What is Development?: Theoretical and Conceptual Approaches

The concept of development to me, appears to be a relatively broad term that can be inclusive of multiple facets depending on what a person may believe to constitute as development. For example, according to the Center for Global Development, it seems that before Amartya Sen’s multifaceted approach towards international development, levels of income use to be the main indicator when measuring levels of development. Since Amartya Sen’s work in the 1980s, it has become much more common ground to look at a variety of “quality of life” indicators to determine a more holistic view of development levels within a community (such as access to quality healthcare and education). Furthermore, another fascinating concept introduced by Amartya Sen in his book, Development as Freedom, is essentially the potential of freedoms such as economic and political freedoms, to provide individuals with greater access to the commodities that will enable an improved quality of life through greater capabilities for economic and social mobilities. The ability for social and economic mobilization appears to be one of the key influences on reaching sustainable development solutions and the foundations for capacity building when working for community improvement in the long-term.

Furthermore, one important idea that I was able to take away from the book, Why Nations Fail, is the idea of man-made political and economic institutions having an effect on the capabilities of a citizen’s economic success. It was interesting to realize that the inclusivity of a government in providing individuals with the equal opportunity for success is potentially one of the main determining factors in the degree of mobility that citizens have the right to take advantage of.

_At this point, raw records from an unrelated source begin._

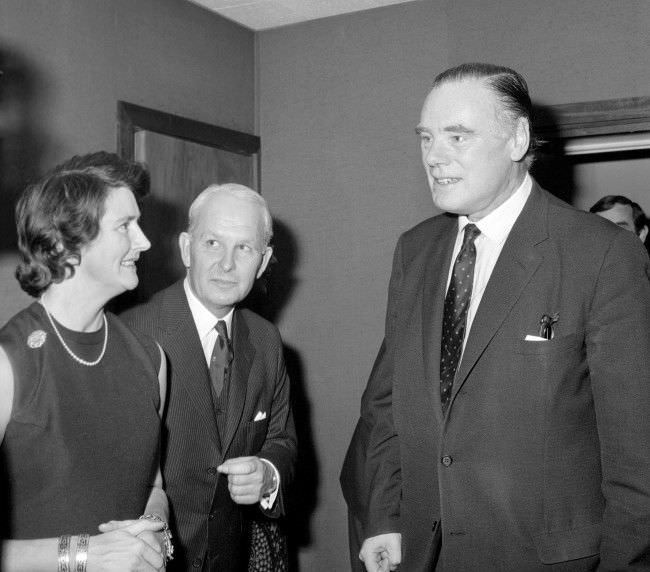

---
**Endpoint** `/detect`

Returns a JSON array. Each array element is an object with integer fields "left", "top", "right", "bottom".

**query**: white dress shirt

[
  {"left": 447, "top": 173, "right": 533, "bottom": 349},
  {"left": 183, "top": 278, "right": 280, "bottom": 510}
]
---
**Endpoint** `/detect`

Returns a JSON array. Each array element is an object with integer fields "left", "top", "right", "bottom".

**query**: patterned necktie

[
  {"left": 210, "top": 320, "right": 233, "bottom": 397},
  {"left": 440, "top": 224, "right": 481, "bottom": 413}
]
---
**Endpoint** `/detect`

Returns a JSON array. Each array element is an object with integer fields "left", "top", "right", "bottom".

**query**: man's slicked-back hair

[
  {"left": 432, "top": 62, "right": 540, "bottom": 167},
  {"left": 589, "top": 195, "right": 648, "bottom": 234},
  {"left": 187, "top": 183, "right": 273, "bottom": 247}
]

Finally, I believe that in development discourse, an important component to keep in mind is the promotion of sustainability and resilience in development solutions. Resilience according to USAID, is “the ability of people, households, communities, countries, and systems to mitigate, adapt to, and recover from shocks and stresses in a manner that reduces chronic vulnerability and facilitates inclusive growth” (Building Resilience to Recurrent Crisis 5). The Sendai Framework for Disaster Risk Reduction 2015-2030 is a good example of the discourse used for development solution resilience. For example, one aspect involved in promoting long-term effective development projects is engaging with the communities themselves as a means of capacity-building,  to ensure that communities will be more equipped to manage disasters and be able to mitigate some of their the long-term negative effects (Sendai Framework 19).